Cole felt intense relief go through him at getting the man back, but he was very aware that things could still go the other way. He would need to monitor him until the paramedics got there, in case his heart stopped again. He looked at Lane, and her relief was palpable and they smiled at each other. They’d saved this man’s life, hopefully.
‘You okay?’ he asked her, aware that situations like this could be frightening.

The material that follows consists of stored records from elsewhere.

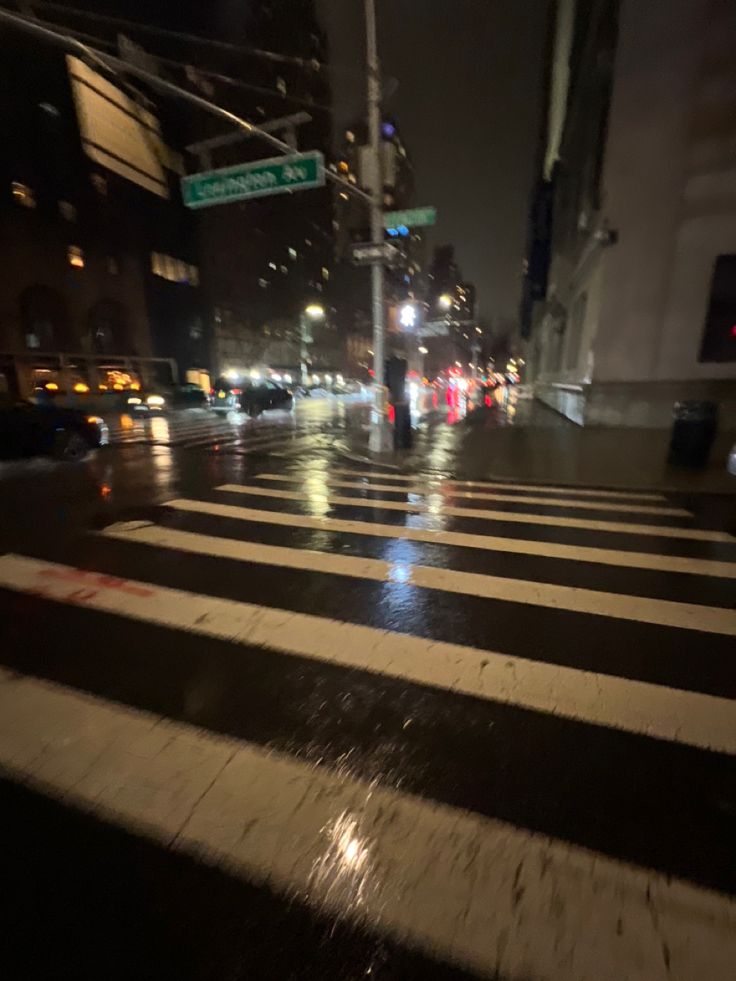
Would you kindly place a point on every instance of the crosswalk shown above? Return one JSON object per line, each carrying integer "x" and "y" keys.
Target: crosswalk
{"x": 489, "y": 723}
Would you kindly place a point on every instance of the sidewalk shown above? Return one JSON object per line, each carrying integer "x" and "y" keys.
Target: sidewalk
{"x": 531, "y": 442}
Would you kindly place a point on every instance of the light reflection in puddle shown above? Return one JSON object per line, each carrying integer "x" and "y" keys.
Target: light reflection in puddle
{"x": 344, "y": 875}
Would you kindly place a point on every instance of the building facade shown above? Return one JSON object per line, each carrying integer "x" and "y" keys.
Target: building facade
{"x": 630, "y": 301}
{"x": 97, "y": 278}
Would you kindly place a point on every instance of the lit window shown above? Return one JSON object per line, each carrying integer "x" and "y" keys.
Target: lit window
{"x": 75, "y": 256}
{"x": 67, "y": 210}
{"x": 23, "y": 194}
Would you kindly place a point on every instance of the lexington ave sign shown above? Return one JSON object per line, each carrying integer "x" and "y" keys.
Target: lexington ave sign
{"x": 280, "y": 175}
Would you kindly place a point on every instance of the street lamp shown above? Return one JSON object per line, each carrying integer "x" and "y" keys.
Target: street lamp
{"x": 312, "y": 312}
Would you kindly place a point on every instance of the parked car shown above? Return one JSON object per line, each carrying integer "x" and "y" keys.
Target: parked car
{"x": 250, "y": 396}
{"x": 29, "y": 430}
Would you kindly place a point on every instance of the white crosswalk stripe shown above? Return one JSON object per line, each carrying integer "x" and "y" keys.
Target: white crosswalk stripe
{"x": 624, "y": 669}
{"x": 567, "y": 502}
{"x": 418, "y": 507}
{"x": 576, "y": 553}
{"x": 664, "y": 612}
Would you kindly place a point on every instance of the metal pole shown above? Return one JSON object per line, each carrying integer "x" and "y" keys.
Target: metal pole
{"x": 303, "y": 348}
{"x": 379, "y": 440}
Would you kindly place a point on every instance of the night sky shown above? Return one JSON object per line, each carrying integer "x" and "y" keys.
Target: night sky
{"x": 467, "y": 105}
{"x": 467, "y": 102}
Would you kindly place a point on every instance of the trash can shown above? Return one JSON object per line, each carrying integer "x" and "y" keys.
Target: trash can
{"x": 402, "y": 426}
{"x": 693, "y": 432}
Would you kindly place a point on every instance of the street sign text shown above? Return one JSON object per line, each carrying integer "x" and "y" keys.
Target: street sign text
{"x": 369, "y": 253}
{"x": 279, "y": 175}
{"x": 412, "y": 218}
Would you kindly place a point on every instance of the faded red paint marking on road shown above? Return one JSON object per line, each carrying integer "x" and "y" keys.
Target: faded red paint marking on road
{"x": 96, "y": 581}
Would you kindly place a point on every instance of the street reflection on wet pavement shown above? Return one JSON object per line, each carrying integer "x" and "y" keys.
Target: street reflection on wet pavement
{"x": 270, "y": 708}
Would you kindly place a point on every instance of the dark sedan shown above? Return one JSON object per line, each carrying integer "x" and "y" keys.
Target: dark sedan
{"x": 250, "y": 396}
{"x": 29, "y": 430}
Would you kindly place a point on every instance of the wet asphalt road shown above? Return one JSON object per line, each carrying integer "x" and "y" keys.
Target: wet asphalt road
{"x": 272, "y": 711}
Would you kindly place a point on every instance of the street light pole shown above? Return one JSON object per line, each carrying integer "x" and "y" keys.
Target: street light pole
{"x": 379, "y": 440}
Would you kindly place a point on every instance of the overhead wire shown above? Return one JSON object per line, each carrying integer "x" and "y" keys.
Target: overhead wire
{"x": 273, "y": 56}
{"x": 119, "y": 68}
{"x": 205, "y": 72}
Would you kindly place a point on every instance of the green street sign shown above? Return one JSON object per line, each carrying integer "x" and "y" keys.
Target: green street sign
{"x": 413, "y": 218}
{"x": 297, "y": 172}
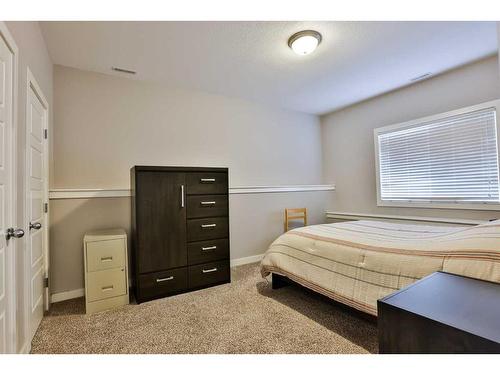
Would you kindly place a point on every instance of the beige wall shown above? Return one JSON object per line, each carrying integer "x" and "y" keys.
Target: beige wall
{"x": 33, "y": 54}
{"x": 347, "y": 135}
{"x": 104, "y": 125}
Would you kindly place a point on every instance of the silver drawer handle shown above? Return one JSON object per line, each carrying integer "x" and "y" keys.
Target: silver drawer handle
{"x": 208, "y": 225}
{"x": 210, "y": 270}
{"x": 208, "y": 248}
{"x": 165, "y": 279}
{"x": 208, "y": 203}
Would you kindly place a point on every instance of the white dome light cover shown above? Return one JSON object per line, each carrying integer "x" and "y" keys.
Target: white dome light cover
{"x": 304, "y": 42}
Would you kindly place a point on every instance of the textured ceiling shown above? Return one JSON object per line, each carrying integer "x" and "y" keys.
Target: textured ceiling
{"x": 251, "y": 60}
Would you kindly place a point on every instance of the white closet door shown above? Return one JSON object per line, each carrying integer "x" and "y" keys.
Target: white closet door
{"x": 7, "y": 329}
{"x": 36, "y": 120}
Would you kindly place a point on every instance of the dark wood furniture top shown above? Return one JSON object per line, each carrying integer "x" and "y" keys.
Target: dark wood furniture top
{"x": 441, "y": 313}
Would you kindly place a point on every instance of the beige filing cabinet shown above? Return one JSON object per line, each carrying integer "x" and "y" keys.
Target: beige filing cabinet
{"x": 106, "y": 269}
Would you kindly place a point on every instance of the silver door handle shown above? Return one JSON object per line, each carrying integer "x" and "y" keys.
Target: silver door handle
{"x": 16, "y": 233}
{"x": 165, "y": 279}
{"x": 182, "y": 196}
{"x": 208, "y": 225}
{"x": 210, "y": 270}
{"x": 35, "y": 226}
{"x": 208, "y": 203}
{"x": 208, "y": 248}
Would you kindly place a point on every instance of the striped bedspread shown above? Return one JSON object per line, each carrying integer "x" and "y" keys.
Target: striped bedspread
{"x": 358, "y": 262}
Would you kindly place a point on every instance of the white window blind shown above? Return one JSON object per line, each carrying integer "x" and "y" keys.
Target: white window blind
{"x": 451, "y": 159}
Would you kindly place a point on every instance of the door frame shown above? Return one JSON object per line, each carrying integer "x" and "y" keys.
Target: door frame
{"x": 32, "y": 84}
{"x": 10, "y": 262}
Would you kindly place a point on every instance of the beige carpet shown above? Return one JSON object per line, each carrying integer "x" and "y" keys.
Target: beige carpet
{"x": 246, "y": 316}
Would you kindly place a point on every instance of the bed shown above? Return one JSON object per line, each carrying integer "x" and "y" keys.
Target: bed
{"x": 358, "y": 262}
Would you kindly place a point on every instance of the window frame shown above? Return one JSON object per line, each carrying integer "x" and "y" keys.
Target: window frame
{"x": 413, "y": 123}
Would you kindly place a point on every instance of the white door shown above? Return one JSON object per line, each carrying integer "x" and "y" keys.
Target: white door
{"x": 7, "y": 328}
{"x": 36, "y": 121}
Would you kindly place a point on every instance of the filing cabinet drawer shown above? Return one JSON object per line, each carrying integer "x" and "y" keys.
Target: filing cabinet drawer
{"x": 206, "y": 206}
{"x": 106, "y": 284}
{"x": 103, "y": 255}
{"x": 208, "y": 274}
{"x": 207, "y": 251}
{"x": 163, "y": 283}
{"x": 206, "y": 229}
{"x": 207, "y": 183}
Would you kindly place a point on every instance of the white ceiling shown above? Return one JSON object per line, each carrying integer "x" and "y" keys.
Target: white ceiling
{"x": 251, "y": 60}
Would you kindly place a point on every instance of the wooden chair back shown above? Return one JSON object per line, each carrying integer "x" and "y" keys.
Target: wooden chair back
{"x": 294, "y": 214}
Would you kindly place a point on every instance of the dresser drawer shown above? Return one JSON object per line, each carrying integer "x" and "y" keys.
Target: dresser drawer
{"x": 103, "y": 255}
{"x": 208, "y": 251}
{"x": 106, "y": 284}
{"x": 209, "y": 274}
{"x": 163, "y": 283}
{"x": 207, "y": 229}
{"x": 206, "y": 183}
{"x": 206, "y": 206}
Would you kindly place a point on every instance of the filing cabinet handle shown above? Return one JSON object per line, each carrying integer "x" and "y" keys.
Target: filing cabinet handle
{"x": 208, "y": 248}
{"x": 210, "y": 270}
{"x": 165, "y": 279}
{"x": 182, "y": 196}
{"x": 208, "y": 225}
{"x": 208, "y": 203}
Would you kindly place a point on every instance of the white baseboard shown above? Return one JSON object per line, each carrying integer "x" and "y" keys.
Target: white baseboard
{"x": 70, "y": 294}
{"x": 118, "y": 193}
{"x": 246, "y": 260}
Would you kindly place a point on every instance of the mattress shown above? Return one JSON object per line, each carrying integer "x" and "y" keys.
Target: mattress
{"x": 359, "y": 262}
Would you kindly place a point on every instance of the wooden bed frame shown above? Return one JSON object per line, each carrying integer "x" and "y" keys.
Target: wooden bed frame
{"x": 280, "y": 281}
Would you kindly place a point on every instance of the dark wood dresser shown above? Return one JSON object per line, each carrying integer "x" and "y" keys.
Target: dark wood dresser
{"x": 180, "y": 229}
{"x": 441, "y": 313}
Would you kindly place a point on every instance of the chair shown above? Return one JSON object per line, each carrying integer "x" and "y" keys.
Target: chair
{"x": 294, "y": 214}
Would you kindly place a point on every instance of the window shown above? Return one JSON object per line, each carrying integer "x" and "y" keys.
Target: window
{"x": 444, "y": 161}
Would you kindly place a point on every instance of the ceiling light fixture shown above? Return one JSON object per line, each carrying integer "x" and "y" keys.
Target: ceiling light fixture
{"x": 121, "y": 70}
{"x": 421, "y": 77}
{"x": 304, "y": 42}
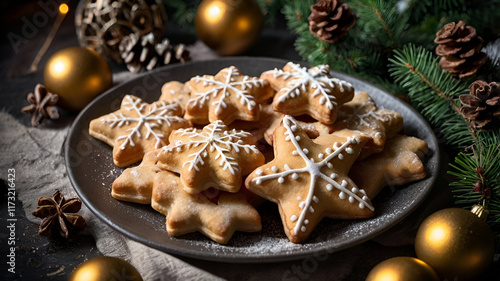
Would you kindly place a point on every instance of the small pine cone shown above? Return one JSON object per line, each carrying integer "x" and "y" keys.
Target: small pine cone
{"x": 482, "y": 104}
{"x": 144, "y": 52}
{"x": 460, "y": 49}
{"x": 330, "y": 20}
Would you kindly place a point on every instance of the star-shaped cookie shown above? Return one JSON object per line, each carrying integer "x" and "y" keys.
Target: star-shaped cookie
{"x": 227, "y": 96}
{"x": 137, "y": 127}
{"x": 399, "y": 163}
{"x": 175, "y": 91}
{"x": 308, "y": 91}
{"x": 136, "y": 184}
{"x": 309, "y": 181}
{"x": 186, "y": 213}
{"x": 213, "y": 157}
{"x": 363, "y": 115}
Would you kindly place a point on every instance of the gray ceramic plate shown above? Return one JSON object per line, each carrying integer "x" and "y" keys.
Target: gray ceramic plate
{"x": 91, "y": 170}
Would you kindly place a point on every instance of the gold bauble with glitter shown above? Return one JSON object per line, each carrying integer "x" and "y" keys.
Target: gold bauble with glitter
{"x": 402, "y": 269}
{"x": 104, "y": 269}
{"x": 229, "y": 27}
{"x": 456, "y": 243}
{"x": 77, "y": 75}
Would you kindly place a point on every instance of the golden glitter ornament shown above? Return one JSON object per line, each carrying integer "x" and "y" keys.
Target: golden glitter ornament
{"x": 77, "y": 75}
{"x": 402, "y": 269}
{"x": 227, "y": 26}
{"x": 104, "y": 269}
{"x": 456, "y": 243}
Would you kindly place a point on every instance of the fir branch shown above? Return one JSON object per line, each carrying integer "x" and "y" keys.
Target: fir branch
{"x": 433, "y": 91}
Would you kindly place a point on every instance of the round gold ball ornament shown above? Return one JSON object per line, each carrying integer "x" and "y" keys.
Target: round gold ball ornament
{"x": 456, "y": 243}
{"x": 77, "y": 75}
{"x": 104, "y": 269}
{"x": 402, "y": 269}
{"x": 229, "y": 27}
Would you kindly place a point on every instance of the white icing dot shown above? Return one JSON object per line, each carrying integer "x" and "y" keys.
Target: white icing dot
{"x": 342, "y": 195}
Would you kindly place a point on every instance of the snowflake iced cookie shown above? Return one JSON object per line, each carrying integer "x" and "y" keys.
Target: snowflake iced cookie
{"x": 362, "y": 114}
{"x": 136, "y": 184}
{"x": 186, "y": 213}
{"x": 175, "y": 91}
{"x": 213, "y": 157}
{"x": 308, "y": 91}
{"x": 399, "y": 163}
{"x": 227, "y": 96}
{"x": 137, "y": 127}
{"x": 309, "y": 181}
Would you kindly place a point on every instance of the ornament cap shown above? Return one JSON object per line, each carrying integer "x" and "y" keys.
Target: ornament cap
{"x": 480, "y": 211}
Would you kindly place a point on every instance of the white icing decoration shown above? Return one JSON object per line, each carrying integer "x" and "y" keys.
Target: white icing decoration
{"x": 221, "y": 90}
{"x": 214, "y": 138}
{"x": 314, "y": 170}
{"x": 150, "y": 118}
{"x": 317, "y": 78}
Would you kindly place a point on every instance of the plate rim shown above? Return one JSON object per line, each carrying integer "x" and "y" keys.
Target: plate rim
{"x": 213, "y": 256}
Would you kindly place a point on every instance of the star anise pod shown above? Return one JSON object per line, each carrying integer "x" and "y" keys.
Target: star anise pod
{"x": 58, "y": 211}
{"x": 482, "y": 104}
{"x": 42, "y": 105}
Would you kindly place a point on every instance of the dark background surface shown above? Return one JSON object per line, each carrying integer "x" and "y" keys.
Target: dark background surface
{"x": 42, "y": 258}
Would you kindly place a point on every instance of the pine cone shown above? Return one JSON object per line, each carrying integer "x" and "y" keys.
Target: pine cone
{"x": 330, "y": 20}
{"x": 145, "y": 52}
{"x": 460, "y": 49}
{"x": 482, "y": 104}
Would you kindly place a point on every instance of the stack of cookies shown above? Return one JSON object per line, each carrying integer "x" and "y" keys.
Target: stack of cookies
{"x": 207, "y": 160}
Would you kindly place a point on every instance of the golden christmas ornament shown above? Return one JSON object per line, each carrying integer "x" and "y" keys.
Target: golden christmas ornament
{"x": 104, "y": 269}
{"x": 77, "y": 75}
{"x": 456, "y": 243}
{"x": 402, "y": 269}
{"x": 228, "y": 26}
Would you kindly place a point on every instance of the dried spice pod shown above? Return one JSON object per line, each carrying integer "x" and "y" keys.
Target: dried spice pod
{"x": 330, "y": 20}
{"x": 460, "y": 49}
{"x": 42, "y": 105}
{"x": 57, "y": 211}
{"x": 145, "y": 53}
{"x": 101, "y": 25}
{"x": 482, "y": 104}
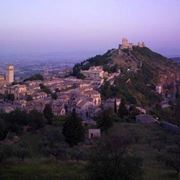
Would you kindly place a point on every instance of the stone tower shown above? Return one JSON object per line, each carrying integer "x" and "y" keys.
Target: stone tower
{"x": 125, "y": 44}
{"x": 10, "y": 74}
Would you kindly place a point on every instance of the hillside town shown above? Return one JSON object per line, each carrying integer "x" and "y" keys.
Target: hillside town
{"x": 67, "y": 92}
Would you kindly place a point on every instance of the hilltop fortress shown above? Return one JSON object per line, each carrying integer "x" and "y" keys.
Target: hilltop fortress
{"x": 126, "y": 45}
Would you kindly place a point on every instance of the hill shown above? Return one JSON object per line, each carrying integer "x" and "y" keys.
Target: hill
{"x": 141, "y": 71}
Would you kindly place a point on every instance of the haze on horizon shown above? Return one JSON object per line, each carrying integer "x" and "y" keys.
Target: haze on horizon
{"x": 85, "y": 28}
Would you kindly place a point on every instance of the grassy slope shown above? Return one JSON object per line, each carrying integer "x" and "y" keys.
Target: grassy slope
{"x": 153, "y": 170}
{"x": 40, "y": 168}
{"x": 44, "y": 170}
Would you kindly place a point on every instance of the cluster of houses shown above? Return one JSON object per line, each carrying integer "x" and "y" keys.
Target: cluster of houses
{"x": 71, "y": 93}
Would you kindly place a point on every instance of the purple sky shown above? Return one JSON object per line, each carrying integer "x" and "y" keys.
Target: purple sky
{"x": 87, "y": 27}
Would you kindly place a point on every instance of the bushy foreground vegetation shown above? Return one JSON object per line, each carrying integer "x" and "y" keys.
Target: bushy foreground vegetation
{"x": 126, "y": 150}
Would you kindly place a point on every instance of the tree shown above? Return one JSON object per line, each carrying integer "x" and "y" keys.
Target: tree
{"x": 9, "y": 97}
{"x": 105, "y": 119}
{"x": 29, "y": 98}
{"x": 48, "y": 114}
{"x": 110, "y": 159}
{"x": 177, "y": 111}
{"x": 115, "y": 106}
{"x": 36, "y": 119}
{"x": 172, "y": 159}
{"x": 73, "y": 130}
{"x": 22, "y": 151}
{"x": 16, "y": 120}
{"x": 122, "y": 111}
{"x": 3, "y": 129}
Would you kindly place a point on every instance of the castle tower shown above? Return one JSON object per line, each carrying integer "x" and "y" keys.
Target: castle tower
{"x": 10, "y": 74}
{"x": 125, "y": 44}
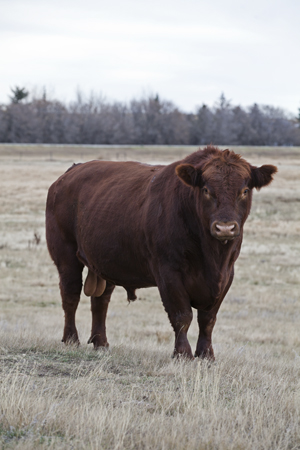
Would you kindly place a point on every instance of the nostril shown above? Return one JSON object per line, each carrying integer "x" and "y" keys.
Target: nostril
{"x": 225, "y": 228}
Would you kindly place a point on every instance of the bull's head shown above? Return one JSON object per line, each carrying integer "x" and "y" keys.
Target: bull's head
{"x": 223, "y": 183}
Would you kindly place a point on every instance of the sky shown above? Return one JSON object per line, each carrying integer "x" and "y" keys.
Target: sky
{"x": 187, "y": 51}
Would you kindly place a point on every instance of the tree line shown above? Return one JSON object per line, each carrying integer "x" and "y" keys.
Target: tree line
{"x": 147, "y": 120}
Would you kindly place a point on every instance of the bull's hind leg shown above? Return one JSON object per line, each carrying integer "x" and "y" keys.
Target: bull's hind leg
{"x": 177, "y": 305}
{"x": 99, "y": 306}
{"x": 70, "y": 274}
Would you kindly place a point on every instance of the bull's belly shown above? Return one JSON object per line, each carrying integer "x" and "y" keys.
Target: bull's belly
{"x": 118, "y": 269}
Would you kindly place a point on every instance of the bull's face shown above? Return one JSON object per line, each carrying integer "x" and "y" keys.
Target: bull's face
{"x": 223, "y": 191}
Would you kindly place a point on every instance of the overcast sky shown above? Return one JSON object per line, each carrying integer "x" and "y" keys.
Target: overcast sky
{"x": 188, "y": 51}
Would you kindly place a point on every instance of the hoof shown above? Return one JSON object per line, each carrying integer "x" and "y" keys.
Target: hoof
{"x": 71, "y": 341}
{"x": 183, "y": 356}
{"x": 98, "y": 342}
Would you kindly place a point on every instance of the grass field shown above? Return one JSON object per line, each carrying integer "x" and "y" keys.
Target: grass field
{"x": 135, "y": 396}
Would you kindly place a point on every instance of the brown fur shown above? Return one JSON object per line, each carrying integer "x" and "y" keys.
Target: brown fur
{"x": 178, "y": 227}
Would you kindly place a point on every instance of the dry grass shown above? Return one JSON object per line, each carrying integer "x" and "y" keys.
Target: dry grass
{"x": 135, "y": 396}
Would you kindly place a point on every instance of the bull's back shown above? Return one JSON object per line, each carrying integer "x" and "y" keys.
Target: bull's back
{"x": 101, "y": 206}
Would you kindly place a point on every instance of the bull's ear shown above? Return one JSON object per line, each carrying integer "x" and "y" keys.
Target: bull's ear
{"x": 189, "y": 175}
{"x": 262, "y": 176}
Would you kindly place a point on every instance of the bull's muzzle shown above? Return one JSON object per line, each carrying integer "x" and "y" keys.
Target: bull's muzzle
{"x": 225, "y": 231}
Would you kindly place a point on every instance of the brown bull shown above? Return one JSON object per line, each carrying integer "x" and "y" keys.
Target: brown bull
{"x": 178, "y": 227}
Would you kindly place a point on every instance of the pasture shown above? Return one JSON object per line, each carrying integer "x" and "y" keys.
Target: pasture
{"x": 135, "y": 396}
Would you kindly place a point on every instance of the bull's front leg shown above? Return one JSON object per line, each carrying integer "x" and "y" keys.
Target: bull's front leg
{"x": 177, "y": 305}
{"x": 206, "y": 321}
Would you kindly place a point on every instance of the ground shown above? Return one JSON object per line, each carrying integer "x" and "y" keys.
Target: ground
{"x": 135, "y": 396}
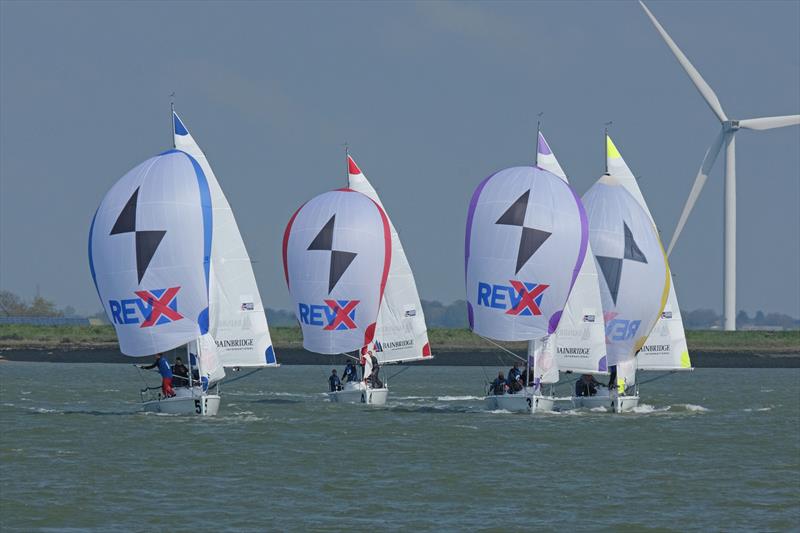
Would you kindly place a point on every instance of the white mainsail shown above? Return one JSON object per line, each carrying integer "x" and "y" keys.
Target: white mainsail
{"x": 579, "y": 343}
{"x": 401, "y": 333}
{"x": 237, "y": 319}
{"x": 665, "y": 347}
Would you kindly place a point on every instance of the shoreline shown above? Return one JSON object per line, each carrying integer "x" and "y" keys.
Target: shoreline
{"x": 453, "y": 356}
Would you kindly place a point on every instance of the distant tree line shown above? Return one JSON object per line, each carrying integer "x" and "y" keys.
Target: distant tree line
{"x": 13, "y": 305}
{"x": 437, "y": 314}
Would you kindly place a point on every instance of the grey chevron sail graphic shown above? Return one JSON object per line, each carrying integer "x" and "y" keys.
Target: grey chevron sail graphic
{"x": 611, "y": 267}
{"x": 531, "y": 239}
{"x": 340, "y": 260}
{"x": 146, "y": 241}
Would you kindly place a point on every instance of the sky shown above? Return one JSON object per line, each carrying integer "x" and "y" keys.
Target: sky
{"x": 431, "y": 98}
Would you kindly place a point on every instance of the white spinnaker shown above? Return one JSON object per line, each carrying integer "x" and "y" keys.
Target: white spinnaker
{"x": 579, "y": 343}
{"x": 635, "y": 276}
{"x": 401, "y": 333}
{"x": 526, "y": 238}
{"x": 149, "y": 244}
{"x": 238, "y": 322}
{"x": 337, "y": 252}
{"x": 665, "y": 348}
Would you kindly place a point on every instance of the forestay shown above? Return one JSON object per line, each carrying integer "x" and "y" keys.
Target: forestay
{"x": 337, "y": 252}
{"x": 579, "y": 343}
{"x": 149, "y": 254}
{"x": 526, "y": 238}
{"x": 665, "y": 348}
{"x": 400, "y": 334}
{"x": 237, "y": 319}
{"x": 635, "y": 276}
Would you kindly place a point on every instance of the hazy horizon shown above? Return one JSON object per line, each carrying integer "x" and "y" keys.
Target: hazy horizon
{"x": 431, "y": 97}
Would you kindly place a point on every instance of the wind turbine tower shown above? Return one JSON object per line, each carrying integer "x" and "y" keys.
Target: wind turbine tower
{"x": 727, "y": 137}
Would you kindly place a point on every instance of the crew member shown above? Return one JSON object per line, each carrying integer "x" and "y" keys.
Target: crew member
{"x": 586, "y": 385}
{"x": 166, "y": 374}
{"x": 180, "y": 373}
{"x": 334, "y": 381}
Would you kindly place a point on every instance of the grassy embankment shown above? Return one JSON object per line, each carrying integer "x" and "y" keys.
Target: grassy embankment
{"x": 71, "y": 337}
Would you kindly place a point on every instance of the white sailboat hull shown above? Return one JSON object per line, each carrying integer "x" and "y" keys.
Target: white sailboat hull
{"x": 185, "y": 402}
{"x": 611, "y": 402}
{"x": 521, "y": 402}
{"x": 360, "y": 393}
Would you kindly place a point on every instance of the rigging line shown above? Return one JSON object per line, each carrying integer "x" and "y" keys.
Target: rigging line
{"x": 490, "y": 341}
{"x": 237, "y": 378}
{"x": 140, "y": 374}
{"x": 397, "y": 373}
{"x": 657, "y": 377}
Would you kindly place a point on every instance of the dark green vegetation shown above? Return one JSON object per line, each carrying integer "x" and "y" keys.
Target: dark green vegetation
{"x": 29, "y": 336}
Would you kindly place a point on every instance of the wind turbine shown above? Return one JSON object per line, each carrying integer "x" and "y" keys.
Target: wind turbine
{"x": 727, "y": 136}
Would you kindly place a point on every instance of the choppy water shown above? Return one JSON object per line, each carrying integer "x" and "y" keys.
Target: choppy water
{"x": 712, "y": 450}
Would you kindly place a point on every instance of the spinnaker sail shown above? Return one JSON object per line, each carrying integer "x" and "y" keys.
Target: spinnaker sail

She nodded and smiled, her eyes bright with adrenaline. The way she was looking at him right there and then, he might almost have sensed that... No. He was being ridiculous. It was just the heat of the moment, that was all. They were colleagues. Nothing more.
When the paramedics arrived, he handed over the resus details, wish
ing he could go with them to see his patient all the way through, but knowing there were patients here who still needed him. Especially any that might have witnessed all this and be feeling a bit frightened.
‘Maybe I should offer everyone here a drink or something?’ asked Lane. ‘We have juice in the kitchen.’
He liked it that she was thinking that way. He nodded. ‘That would be a nice thing to do. Thanks.’
‘And I’ll bring you a strong tea. You deserve it.’
‘So do you. Thanks, Lane. You were brilliant. I couldn’t have asked for more.’
She looked into his eyes and he felt it again. A single moment of such pure attraction that it startled him to his very core. Along with the knowledge that they could be something more if he let it happen. That he could care for this woman if he were brave enough.
But he was afraid. He’d never been in a relationship with anyone since his wife had died. He’d gone out once and got drunk—had slept with a woman who’d run out on him in the morning—but...
Lane wasn’t staying here long. She was a stand-in for Shelby who could be back any time. He had no idea how long he would have with her. Best to keep things on a friendship level.
The realisation was a let-down, after the euphoria of saving a man’s life, but he had to be realistic. If life had taught him anything, it had taught him that.
When Lane brought him his tea, she set it down on his desk and then sat in the seat that his patients usually sat in.
He looked up at her. ‘You okay?’
She nodded hurriedly. Then looked away. As if she felt awkward about something. ‘I wonder if we could talk...?’
‘Of course! But I have patients waiting right now—and so do you, probably.’
She smiled and nodded again. ‘I do. But we need to talk. Sooner rather than later.’
He couldn’t imagine what it was about, but clearly she was upset about something. Was it the resuscitation? Did she want to chat through it, make sure she’d done everything okay?